12.176 cursos gratis
8.741.766 alumnos
Facebook Twitter YouTube
Busca cursos gratis:

Cómo escribir un relato breve

Autor: Juan Manuel Parada
Curso:
9,50/10 (4 opiniones) |1336 alumnos|Fecha publicación: 07/06/2010
Envía un mensaje al autor

Capítulo 6:

 La eficacia de los diálogos o el arte de sugerir

-No nos iremos dijo-. Aquí nos quedamos, porque aquí hemos tenido un hijo. -Todavía no tenemos un muerto dijo él-. Uno no es de ninguna parte mientras no tenga un muerto bajo la tierra. Úrsula y José Arcadio. Cien años de soledad. Sin duda, los diálogos de ficción poseen un poder constructivo o destructivo para las historias.

Del autor depende su buen o mal uso, su intencionalidad, su función. Un diálogo bien construido es una de las formas más eficaces y creibles para la narración. Eficaz porque tiene la virtud de informar aspectos importantes de la trama y creíble porque es de voca del personaje que surge dicha información, sin intermediarios, sin autor que se interponga. Al ser mimético, como diría Aristóteles, reproduce la realidad y por ende es verosímil. Ahora bien, sumnistrar información no puede ser la premisa de un diálogo, es importante, pero debe estar inmersa en una atmósfera emocional, recordemos a Simón Rodríguez:

Sino se hace sentir no comunica. Veamos algunos elementos claves a considerar cuando se construye un diálogo:

1- Comprensibles: Deben ser claros y directos.
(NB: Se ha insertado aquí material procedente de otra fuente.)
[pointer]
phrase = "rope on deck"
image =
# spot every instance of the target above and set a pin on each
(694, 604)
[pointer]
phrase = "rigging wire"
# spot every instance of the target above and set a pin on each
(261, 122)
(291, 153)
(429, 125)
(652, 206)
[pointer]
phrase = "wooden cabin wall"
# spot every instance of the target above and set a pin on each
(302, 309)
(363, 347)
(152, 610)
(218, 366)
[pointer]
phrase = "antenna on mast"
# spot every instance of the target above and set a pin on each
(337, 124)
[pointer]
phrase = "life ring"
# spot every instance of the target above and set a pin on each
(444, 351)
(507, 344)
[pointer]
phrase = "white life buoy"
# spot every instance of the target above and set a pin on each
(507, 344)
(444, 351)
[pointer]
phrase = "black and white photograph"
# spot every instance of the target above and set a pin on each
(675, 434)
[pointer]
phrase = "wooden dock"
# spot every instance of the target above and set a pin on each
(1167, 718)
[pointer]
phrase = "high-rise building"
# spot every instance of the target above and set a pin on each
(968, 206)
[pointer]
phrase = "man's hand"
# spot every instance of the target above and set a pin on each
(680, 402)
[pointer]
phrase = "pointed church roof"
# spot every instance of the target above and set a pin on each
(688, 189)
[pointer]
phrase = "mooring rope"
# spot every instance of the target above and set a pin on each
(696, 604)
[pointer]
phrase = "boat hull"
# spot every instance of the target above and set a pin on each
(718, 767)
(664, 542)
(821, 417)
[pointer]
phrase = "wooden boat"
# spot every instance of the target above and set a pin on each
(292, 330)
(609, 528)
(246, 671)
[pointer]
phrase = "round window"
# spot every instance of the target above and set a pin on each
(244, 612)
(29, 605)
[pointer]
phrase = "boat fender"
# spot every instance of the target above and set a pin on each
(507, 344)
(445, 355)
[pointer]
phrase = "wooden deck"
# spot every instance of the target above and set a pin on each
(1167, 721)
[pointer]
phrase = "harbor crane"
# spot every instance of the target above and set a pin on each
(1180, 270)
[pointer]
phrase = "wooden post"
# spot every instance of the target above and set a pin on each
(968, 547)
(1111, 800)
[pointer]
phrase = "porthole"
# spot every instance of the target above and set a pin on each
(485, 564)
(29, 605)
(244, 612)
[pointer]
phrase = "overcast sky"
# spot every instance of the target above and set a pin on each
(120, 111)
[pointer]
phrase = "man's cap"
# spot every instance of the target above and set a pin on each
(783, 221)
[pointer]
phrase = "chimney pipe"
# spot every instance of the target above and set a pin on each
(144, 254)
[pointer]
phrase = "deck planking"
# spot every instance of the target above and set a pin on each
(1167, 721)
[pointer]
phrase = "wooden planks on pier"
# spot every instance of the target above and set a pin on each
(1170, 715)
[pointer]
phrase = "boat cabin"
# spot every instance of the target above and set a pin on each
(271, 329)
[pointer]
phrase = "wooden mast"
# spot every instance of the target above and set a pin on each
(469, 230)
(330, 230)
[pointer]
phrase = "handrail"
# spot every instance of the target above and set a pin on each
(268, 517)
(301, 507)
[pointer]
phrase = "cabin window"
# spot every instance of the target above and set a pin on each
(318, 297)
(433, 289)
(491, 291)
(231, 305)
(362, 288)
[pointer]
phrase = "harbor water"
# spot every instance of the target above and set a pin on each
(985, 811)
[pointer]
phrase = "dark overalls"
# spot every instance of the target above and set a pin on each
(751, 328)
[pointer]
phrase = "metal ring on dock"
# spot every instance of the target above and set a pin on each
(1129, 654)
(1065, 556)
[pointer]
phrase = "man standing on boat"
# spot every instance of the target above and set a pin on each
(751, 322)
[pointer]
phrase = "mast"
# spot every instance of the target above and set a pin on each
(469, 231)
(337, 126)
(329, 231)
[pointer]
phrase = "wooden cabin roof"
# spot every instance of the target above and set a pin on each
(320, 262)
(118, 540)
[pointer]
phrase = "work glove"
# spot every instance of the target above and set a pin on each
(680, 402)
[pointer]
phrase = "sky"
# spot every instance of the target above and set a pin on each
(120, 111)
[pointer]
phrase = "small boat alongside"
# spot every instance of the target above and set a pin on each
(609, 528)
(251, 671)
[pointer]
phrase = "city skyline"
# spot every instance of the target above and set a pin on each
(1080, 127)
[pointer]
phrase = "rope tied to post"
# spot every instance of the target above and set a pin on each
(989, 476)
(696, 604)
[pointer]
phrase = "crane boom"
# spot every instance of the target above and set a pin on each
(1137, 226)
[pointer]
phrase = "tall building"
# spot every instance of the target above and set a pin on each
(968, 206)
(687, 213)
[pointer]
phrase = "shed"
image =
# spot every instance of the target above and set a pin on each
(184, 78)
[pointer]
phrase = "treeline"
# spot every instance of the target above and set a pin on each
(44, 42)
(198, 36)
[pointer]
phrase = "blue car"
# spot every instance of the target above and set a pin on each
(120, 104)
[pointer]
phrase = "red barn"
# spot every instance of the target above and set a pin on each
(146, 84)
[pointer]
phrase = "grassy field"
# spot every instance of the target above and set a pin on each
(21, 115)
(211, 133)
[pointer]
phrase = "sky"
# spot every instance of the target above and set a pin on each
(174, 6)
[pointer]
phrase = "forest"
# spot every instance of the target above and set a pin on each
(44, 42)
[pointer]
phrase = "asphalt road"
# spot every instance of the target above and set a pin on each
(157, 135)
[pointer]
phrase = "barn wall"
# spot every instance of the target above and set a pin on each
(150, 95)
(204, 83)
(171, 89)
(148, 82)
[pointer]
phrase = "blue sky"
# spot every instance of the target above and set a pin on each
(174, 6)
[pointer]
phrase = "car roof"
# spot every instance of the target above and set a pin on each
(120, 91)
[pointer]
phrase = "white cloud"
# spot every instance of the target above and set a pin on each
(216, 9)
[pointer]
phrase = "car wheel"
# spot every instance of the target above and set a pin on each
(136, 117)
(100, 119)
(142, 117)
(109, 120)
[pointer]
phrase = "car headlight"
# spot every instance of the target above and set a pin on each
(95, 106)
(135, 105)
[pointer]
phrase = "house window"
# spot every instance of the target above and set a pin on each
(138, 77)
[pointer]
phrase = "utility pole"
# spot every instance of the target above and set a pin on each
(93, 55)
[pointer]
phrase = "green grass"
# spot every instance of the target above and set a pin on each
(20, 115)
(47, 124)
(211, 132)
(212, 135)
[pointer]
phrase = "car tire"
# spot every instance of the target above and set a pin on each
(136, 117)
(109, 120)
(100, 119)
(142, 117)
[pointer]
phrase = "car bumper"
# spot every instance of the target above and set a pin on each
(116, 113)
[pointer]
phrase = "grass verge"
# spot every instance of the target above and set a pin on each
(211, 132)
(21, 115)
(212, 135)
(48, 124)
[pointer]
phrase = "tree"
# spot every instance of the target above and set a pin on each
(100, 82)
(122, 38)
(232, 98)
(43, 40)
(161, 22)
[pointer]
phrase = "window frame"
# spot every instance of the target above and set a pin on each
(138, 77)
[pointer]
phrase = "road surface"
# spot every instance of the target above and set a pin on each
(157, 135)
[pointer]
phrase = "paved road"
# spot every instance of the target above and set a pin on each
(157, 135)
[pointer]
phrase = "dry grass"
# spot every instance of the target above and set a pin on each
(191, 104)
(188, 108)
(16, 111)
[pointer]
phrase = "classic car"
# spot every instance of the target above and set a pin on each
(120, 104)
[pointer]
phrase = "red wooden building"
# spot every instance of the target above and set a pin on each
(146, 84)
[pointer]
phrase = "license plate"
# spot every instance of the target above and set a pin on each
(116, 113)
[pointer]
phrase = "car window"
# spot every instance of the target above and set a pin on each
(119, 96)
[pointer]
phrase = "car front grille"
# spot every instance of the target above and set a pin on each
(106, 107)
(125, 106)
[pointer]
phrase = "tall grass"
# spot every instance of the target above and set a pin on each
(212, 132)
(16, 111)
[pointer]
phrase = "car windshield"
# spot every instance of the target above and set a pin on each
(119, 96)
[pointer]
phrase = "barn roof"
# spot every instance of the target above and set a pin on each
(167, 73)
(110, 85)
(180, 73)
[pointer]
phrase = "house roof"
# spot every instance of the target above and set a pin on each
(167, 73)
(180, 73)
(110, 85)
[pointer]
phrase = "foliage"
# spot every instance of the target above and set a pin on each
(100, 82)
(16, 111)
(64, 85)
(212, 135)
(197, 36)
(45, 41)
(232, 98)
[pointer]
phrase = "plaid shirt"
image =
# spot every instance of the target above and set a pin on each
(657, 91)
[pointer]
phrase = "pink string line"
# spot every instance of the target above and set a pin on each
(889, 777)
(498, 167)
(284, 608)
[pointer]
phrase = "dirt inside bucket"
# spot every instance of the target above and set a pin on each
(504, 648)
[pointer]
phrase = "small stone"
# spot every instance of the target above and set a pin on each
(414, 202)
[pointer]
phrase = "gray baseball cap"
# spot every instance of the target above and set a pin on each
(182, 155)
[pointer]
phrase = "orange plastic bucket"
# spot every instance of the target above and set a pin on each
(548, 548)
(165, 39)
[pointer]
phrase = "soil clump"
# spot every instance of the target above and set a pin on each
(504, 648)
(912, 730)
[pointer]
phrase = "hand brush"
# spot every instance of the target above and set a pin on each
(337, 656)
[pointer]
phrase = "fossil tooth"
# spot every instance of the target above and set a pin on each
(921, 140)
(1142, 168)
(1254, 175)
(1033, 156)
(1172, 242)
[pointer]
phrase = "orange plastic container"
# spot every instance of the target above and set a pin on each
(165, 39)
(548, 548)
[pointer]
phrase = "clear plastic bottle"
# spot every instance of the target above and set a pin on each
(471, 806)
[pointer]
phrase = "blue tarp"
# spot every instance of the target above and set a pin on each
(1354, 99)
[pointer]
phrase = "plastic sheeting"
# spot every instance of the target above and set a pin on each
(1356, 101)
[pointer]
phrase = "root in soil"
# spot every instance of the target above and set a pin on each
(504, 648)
2- Significativos: Mejor emocionar que exponer; información apoyada en emoción.

3- Necesarios: Puede ser significativo pero sino es necesario, entorpece la trama.

4- Verosímiles: Que sean coherentes con el mundo de la ficción a la que pertenecen.

5- Apropiados: Ajustados a cada personaje, en su manera de hablar y comportamiento.

6- Concisos: Economía de palabras y contenidos.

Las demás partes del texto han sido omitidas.